Personal loans are a convenient option when you need money — for a medical emergency, wedding, or holiday. But before making that commitment, it's better to sit back and read the fine print. Lenders tend to put conditions into the agreement that may surprise you later on, and you may stand to lose money or be anxious if you overlook them.
Prepayment and foreclosure charges
All borrowers feel that they will pay back the loan ahead of schedule and avoid paying interest. But, the majority of banks and NBFCs charge prepayment or foreclosure fees if you pay the loan ahead of the scheduled period. These charges may be anywhere between 2% to 5% of the outstanding amount. Thus, before you plan to prepay your loan, keep in mind what exactly the policy of your lender is concerning prepayment.

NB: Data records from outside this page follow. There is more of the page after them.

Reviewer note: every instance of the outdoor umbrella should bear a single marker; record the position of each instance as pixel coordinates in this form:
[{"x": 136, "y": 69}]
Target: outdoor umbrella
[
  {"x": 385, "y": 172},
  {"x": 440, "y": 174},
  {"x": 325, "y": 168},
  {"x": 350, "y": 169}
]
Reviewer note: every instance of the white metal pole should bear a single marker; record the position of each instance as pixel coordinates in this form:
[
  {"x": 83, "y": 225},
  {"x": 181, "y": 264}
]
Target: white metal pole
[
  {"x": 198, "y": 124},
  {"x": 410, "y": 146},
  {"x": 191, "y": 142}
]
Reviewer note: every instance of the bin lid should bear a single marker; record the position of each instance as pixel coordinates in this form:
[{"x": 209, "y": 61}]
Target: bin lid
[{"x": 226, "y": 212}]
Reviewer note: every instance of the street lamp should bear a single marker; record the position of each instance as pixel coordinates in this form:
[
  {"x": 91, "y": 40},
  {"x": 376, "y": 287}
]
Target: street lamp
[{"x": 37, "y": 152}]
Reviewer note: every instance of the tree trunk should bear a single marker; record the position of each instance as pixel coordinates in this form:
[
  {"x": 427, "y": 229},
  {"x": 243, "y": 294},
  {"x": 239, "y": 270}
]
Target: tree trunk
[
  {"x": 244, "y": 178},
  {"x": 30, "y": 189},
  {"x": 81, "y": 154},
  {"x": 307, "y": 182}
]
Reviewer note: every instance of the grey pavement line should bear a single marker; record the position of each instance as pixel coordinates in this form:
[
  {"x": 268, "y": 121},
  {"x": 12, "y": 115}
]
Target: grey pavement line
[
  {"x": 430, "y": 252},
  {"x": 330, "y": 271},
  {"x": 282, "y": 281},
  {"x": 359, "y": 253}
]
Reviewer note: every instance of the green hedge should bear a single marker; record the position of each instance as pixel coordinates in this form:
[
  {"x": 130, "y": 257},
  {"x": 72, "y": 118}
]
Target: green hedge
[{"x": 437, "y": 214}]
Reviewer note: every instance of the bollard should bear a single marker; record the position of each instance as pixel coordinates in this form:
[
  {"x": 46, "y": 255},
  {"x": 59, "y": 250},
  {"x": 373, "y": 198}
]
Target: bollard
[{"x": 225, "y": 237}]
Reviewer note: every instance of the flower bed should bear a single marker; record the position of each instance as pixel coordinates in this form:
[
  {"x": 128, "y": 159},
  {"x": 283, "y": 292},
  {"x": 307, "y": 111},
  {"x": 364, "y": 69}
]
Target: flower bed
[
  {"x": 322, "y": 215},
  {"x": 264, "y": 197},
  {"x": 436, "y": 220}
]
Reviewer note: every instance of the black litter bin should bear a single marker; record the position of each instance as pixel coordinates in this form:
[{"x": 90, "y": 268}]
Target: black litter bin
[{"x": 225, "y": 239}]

Late payment and default penalties
It's widely known that skipping an EMI can damage your credit rating. But little attention is paid to the penalty provision that includes additional expenses for delayed payments. While a portion of lenders fix the fee, others charge a percentage of the outstanding EMI. The delay of a few days can add up, so it's preferable to install auto-debit orders and spare yourself any unpleasant surprises.
Hidden processing and service fees
Although the rate of interest is explicitly given by lenders, processing charges, documentation charges, and GST often go unnoticed. Even foreclosure letters and loan statements might be charged by some institutions. Ask for a breakdown of all costs in detail before signing — the finally disbursed amount would be a little less than what you had applied for, owing to these deductions.
Clauses on changes in interest rate
If your personal loan is on a floating rate, your EMIs may fluctuate based on changes in benchmark interest rates. The agreement often specifies when and how such revisions are applied — quarterly, semi-annually, or annually. Understanding this clause ensures you’re not caught off guard if your EMI suddenly increases.
Cross-selling and insurance tie-ins
Personal loans typically come with insurance policies designed to cover the borrower if he or she loses a job, becomes disabled, or dies. Sounds like a lifeboat, but usually these riders are optional — although a few creditors secretly make them mandatory. Always make sure you actually need such insurance and that the premium is worth paying before you sign on the dotted line.
FAQs
1. Can I refuse to buy insurance bundled with a personal loan?
Yes, insurance is not compulsory. You can opt out unless actually stated to be compulsory by the lender, which is unusual in the case of personal loans.
2. What if I prepay my loan partially?
Prepayment partially will reduce your outstanding balance and interest charge, but lenders still may charge you a tiny fee. Always check the specific clause in your contract.
3. Are processing fees refundable if my loan is declined?
No, the majority of lenders do state that processing fees are non-refundable in case your application is not approved.